Lyme Disease - General Information and FAQ

Lyme disease is an illness caused by a spirochete bacteria, Borrelia burgdorferi, which is transmitted to animals and man through the bite of infected ticks.

The disease is reported worldwide and throughout the United States. The states of New York, Massachusetts, Connecticut, Rhode Island and New Jersey account for the majority of cases in the United States. However, cases are reported from all geographic regions of the country. Different ticks are carriers in the different regions. Ixodes dammini (the deer tick) in the Northeast and midwest, Ixodes scapularis (the black-legged tick) in the South, Ixodes pacificus (the western black-legged tick) in the West and Amblyomma americanum (the lone star tick) found in several regions are all considered vectors. The is growing concern that Dermacentor variabilis (the American dog tick) may also be capable of transmitting the disease.

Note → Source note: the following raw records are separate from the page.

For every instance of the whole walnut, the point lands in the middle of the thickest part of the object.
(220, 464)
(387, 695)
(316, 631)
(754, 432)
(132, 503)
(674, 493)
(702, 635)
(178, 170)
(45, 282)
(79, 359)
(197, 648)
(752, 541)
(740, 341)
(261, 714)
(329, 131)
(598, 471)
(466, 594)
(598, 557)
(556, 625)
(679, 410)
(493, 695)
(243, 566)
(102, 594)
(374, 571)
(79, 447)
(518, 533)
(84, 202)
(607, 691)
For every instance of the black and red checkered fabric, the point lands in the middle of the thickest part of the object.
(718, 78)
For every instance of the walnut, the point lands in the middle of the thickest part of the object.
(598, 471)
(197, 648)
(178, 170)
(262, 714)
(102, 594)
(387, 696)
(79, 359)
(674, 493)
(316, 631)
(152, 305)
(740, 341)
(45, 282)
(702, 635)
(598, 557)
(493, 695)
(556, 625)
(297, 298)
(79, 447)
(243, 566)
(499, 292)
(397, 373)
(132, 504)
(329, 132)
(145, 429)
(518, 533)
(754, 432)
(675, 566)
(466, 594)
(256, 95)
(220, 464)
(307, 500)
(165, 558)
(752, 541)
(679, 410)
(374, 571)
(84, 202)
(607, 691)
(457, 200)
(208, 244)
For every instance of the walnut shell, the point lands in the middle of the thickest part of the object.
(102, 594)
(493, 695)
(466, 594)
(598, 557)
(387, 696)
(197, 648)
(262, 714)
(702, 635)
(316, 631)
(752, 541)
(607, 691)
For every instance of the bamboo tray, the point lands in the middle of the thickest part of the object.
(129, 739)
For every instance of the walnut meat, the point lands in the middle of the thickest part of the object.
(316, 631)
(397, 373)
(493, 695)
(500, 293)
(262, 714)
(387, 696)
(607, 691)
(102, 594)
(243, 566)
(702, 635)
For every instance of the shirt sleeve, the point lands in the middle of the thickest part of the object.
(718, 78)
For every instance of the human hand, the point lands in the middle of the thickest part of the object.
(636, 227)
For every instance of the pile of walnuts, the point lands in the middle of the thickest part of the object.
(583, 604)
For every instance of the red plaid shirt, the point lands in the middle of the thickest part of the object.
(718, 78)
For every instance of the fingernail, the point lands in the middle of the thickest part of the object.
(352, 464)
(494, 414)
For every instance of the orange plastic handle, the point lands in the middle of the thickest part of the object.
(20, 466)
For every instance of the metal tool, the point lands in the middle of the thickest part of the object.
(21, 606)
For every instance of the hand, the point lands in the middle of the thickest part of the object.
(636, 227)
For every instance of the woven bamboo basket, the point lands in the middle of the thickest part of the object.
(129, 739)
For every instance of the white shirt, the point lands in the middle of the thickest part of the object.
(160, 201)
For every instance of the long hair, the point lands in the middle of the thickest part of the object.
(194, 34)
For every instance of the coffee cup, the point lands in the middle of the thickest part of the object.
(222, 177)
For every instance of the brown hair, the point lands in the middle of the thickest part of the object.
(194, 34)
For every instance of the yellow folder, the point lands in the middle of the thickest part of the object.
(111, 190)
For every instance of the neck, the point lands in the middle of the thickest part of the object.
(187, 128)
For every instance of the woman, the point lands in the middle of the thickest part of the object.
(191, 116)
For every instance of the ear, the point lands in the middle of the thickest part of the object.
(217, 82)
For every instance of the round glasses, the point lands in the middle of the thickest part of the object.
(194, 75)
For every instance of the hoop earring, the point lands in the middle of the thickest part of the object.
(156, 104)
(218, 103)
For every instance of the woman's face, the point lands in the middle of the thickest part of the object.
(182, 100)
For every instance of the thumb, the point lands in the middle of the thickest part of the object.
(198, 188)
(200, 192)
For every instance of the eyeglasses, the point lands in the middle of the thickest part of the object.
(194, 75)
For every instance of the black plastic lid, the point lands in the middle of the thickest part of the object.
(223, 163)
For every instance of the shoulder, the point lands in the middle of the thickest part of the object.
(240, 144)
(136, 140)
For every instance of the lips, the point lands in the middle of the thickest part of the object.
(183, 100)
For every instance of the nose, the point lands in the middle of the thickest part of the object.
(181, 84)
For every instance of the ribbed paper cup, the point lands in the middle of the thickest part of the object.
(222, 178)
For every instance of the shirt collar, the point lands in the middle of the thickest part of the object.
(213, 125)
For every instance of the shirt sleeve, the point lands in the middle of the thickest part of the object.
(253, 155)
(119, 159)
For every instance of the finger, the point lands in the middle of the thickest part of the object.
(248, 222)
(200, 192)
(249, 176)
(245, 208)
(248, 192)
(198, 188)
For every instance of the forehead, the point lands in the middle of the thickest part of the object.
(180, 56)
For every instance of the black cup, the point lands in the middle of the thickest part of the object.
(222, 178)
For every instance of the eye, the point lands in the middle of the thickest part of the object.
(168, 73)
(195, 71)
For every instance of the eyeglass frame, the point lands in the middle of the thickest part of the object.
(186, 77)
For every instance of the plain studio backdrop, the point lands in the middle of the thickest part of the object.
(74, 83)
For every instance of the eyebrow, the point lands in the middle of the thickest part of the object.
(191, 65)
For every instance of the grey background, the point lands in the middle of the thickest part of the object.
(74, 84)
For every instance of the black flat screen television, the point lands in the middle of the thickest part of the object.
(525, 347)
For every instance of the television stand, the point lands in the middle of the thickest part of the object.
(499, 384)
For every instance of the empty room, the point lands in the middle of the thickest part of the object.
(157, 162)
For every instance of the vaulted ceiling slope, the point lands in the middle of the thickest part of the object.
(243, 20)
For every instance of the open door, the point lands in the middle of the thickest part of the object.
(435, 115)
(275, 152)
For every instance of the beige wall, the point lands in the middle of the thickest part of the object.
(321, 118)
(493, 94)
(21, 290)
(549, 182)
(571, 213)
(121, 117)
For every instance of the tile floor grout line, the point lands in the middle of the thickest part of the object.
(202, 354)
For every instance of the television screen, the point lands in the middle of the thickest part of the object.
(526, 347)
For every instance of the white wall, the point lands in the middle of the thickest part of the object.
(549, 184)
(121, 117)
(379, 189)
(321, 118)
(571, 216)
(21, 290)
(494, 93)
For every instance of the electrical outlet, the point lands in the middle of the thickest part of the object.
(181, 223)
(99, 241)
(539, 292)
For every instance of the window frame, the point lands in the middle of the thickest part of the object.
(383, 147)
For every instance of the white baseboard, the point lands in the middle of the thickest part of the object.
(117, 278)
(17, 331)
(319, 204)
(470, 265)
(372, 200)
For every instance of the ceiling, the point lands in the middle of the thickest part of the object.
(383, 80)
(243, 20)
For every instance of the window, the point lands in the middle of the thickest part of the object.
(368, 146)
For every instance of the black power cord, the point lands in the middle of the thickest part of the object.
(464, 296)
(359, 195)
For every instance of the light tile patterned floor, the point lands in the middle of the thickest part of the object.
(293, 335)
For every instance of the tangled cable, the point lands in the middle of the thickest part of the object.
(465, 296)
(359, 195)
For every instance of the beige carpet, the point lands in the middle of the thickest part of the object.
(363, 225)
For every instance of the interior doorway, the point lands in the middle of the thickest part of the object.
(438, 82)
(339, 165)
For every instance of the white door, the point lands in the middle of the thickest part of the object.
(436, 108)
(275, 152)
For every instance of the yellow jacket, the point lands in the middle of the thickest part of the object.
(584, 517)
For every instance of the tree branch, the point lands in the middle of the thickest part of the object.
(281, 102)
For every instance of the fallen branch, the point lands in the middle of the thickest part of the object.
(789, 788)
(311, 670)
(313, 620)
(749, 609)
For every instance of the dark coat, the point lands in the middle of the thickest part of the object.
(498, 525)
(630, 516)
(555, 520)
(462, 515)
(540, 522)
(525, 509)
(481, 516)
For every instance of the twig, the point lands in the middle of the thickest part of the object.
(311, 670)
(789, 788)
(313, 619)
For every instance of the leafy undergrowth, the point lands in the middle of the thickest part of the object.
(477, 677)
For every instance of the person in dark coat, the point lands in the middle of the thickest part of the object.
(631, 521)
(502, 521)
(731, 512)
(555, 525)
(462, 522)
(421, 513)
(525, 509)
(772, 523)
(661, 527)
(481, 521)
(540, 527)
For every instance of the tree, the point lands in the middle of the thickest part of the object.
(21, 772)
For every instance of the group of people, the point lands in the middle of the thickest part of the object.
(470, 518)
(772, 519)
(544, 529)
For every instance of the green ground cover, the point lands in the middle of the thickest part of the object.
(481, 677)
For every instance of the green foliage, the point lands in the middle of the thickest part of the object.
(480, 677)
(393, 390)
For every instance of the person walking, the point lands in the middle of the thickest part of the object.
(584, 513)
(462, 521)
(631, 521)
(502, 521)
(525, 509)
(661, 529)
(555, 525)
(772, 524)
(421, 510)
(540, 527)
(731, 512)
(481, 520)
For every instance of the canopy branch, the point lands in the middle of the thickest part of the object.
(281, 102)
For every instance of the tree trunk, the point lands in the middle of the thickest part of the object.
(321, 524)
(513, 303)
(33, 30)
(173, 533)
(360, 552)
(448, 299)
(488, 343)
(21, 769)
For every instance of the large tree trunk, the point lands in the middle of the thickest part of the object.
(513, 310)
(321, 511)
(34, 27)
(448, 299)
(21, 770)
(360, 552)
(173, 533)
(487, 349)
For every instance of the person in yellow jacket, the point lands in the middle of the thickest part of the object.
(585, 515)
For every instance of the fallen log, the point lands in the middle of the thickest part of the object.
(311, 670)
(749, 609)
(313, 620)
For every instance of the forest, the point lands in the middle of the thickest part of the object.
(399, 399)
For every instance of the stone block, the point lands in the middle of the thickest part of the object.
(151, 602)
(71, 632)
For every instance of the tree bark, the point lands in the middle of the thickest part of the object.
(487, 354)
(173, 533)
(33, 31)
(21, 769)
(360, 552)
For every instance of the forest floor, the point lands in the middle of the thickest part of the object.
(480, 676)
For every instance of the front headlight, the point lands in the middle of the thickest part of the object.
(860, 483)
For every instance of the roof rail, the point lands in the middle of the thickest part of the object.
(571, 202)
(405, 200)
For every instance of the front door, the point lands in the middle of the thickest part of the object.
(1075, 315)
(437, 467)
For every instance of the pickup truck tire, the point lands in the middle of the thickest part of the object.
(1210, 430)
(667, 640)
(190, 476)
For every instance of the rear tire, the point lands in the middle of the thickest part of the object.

Transmission by biting insects (flies, fleas, mosquitos) is speculated but appears to be quite rare.

Not all ticks are infected. Infection rates in tick populations vary by tick species and geographic region from as few as two percent to 90 percent or more.

THE DEER TICK

Ixodes dammini is responsible for most of the cases of Lyme disease in the northeastern United States. These ticks are found in grassy areas (including lawns), and in brushy, shrubby and woodland sites, even on warm winter days. They prefer areas where some moisture is present. The tick has three life stages: larva, nymph and adult. Each stage takes a single blood meal. They feed on a variety of warm blooded animals including man, dogs, cats, horses and cows. The bite is painless so most victims do not know they have been bitten. The nymphal stage appears to be responsible for most Lyme disease cases. Both the larval stage (about the size of a grain of sand) and nymphal stage (about the size of a poppy seed) attach to a variety of small mammals, but prefer the white-footed mouse, the main reservoir of the Lyme disease bacteria. The adult ticks (about the size of a sesame seed) prefer to feed on white-tailed deer. The entire life cycle requires three separate hosts and takes about two years to complete.

Larval and nymphal deer ticks also attach to birds. Indeed, birds may be a primary means by which the ticks (some infected) are spread from one area to another. Some species of birds also function as a reservoir of infection.

LYME DISEASE SYMPTOMS IN MAN

In about 50% of the cases a characteristic rash or lesion called erythema migrans is seen. It begins a few days to a few weeks after the bite of an infected tick. The rash generally looks like an expanding red ring. It is often described as looking like a bull's-eye with alternating light and dark rings. However, it can vary from a reddish blotchy appearance to red throughout. And can be confused with poison ivy, spider or insect bite, or ringworm. At about the same time that the rash develops, flu-like symptoms may appear with headache, sore throat, stiff neck, fever, muscle aches, fatigue and general malaise. Some people develop the flu-like illness without getting a rash.

Seek prompt medical attention if any of these symptoms appear, especially after being bitten by a tick or visiting an area where Lyme disease is common. If possible document the presence of the rash by taking a picture because it may disappear before a physician can see it. A picture in this case is worth 10,000 words!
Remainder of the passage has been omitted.